Castillo v. State

Per Curiam.

Victor Castillo petitions for a writ of habeas corpus, alleging several claims of ineffective assistance of appellate counsel with respect to his appeal of his racketeering and conspiracy to commit racketeering convictions. We find that appellate counsel was ineffective in failing to argue that the two predicate incidents proved by the State did not occur within five years of each other and therefore did not meet the definition of a “pattern of racketeering activity” under section 895.02(4), Florida Statutes (2007). We thus grant Castillo a new appeal, limited to this issue. We deny Castillo’s petition as to the remaining claims without comment.

Background

Castillo was convicted of racketeering and conspiracy to commit racketeering, arising out of activity related to a criminal gang known as SUR 13. To support the racketeering count, the State charged Castillo with five predicate incidents, but the jury found that he committed only two: (1) resisting arrest without violence, committed on July 9, 2000; and (2) possession of cocaine and battery, committed on May 27, 2006.1

After the jury returned its verdict, defense counsel moved for arrest of judgment on the ground that the two predicate incidents proved by the State did not occur within the proper time period to constitute a pattern of racketeering activity under the statute. However, counsel misstated that the time period was three years and that the period “goes to the entire enter*932prise and not to the individual, citing Ariano v. State, 961 So.2d 366 (Fla. 4th DCA 2007). The trial court denied the motion. Castillo was sentenced to thirty years in prison for racketeering and fifteen years for conspiracy, to be served consecutively.

Appellate counsel did not challenge the denial of the motion for arrest of judgment on direct appeal. We affirmed. Castillo v. State, 170 So.3d 112 (Fla. 4th DCA 2015).

Analysis

Castillo timely filed this petition alleging ineffective assistance of appellate counsel. See Fla. R. App. P. 9.141(d)(5). Relief is warranted on such a petition where counsel’s omission “constitute[s] a serious error or substantial deficiency falling measurably outside the range of professionally acceptable performance” and the error “compromised the appellate process to such a degree as to undermine confidence in the correctness of the result.” Rutherford v. Moore, 774 So.2d 637, 643 (Fla. 2000) (quoting Thompson v. State, 759 So.2d 650, 660 (Fla. 2000)). We find that burden to be met in this case.

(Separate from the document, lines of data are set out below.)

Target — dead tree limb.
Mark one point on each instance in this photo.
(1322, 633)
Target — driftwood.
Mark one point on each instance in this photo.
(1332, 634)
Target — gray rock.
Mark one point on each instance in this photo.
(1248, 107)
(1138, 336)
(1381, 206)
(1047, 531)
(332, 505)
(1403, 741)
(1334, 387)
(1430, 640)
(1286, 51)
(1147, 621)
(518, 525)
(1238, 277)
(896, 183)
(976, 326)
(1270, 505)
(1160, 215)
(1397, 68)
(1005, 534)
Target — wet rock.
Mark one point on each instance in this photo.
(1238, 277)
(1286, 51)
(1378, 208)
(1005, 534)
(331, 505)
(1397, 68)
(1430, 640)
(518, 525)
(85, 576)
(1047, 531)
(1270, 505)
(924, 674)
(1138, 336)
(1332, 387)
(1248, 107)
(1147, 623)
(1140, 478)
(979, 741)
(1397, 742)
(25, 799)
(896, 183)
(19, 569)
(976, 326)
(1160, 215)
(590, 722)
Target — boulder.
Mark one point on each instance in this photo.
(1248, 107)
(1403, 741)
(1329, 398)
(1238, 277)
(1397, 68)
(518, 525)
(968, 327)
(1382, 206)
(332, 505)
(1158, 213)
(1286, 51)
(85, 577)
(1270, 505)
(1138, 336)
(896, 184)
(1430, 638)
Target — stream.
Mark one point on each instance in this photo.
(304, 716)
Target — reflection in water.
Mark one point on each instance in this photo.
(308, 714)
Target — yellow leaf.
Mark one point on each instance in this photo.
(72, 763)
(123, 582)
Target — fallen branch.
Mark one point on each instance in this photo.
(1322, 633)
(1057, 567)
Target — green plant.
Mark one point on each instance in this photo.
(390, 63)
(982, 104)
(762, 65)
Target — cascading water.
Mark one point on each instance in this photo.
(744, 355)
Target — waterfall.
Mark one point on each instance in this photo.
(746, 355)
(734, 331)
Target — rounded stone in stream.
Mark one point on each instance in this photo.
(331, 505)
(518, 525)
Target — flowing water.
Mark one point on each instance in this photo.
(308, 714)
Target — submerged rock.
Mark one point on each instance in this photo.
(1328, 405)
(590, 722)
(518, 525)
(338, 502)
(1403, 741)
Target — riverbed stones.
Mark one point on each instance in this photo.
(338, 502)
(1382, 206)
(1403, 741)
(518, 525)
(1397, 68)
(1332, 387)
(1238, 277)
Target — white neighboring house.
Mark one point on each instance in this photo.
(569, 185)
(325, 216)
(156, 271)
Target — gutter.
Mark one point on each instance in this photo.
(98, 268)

To support the racketeering conviction alleged in this case, the State must prove (1) the defendant was associated with an enterprise, and (2) the defendant participated in the enterprise through a pattern of racketeering activity. See § 895.03(3), Fla. Stat. (2007). A “pattern of racketeering activity” is defined as personally engaging in at least two interrelated incidents of racketeering conduct, “provided at least one of such incidents occurred after the effective date of this act and that the last of such incidents occurred within 5 years after a prior incident of racketeering conduct.” § 895.02(4), Fla. Stat. (emphasis added); see also de la Osa v. State, 158 So.3d 712, 725-28 (Fla. 4th DCA 2015). Here, the State proved that Castillo engaged in two interrelated incidents of racketeering conduct, but they occurred more than five years apart, on July 9, 2000, and May 27, 2006.

Conclusion

As set forth above, appellate counsel was ineffective in failing to argue that the trial court erred in denying the motion for arrest, of judgment as to the racketeering conviction, and we thus grant a new appeal. Said appeal is to be limited to this issue.2

This opinion shall be filed with the lower tribunal and treated as the notice of belated appeal of the judgment and sentence. Upon receipt, the clerk of the lower court shall certify a copy of this opinion to this Court in accordance with Florida Rule of Appellate Procedure 9.040(g). The appeal shall proceed under a new case number, which shall be assigned upon receipt in this Court of the certified opinion. All time requirements of the Florida Rules of Appellate Procedure shall run from the date of this opinion. If petitioner qualifies for appointed counsel, the trial court shall appoint counsel to represent him on appeal.

Petition granted.

Damoorgian, Levine and Forst, JJ., concur.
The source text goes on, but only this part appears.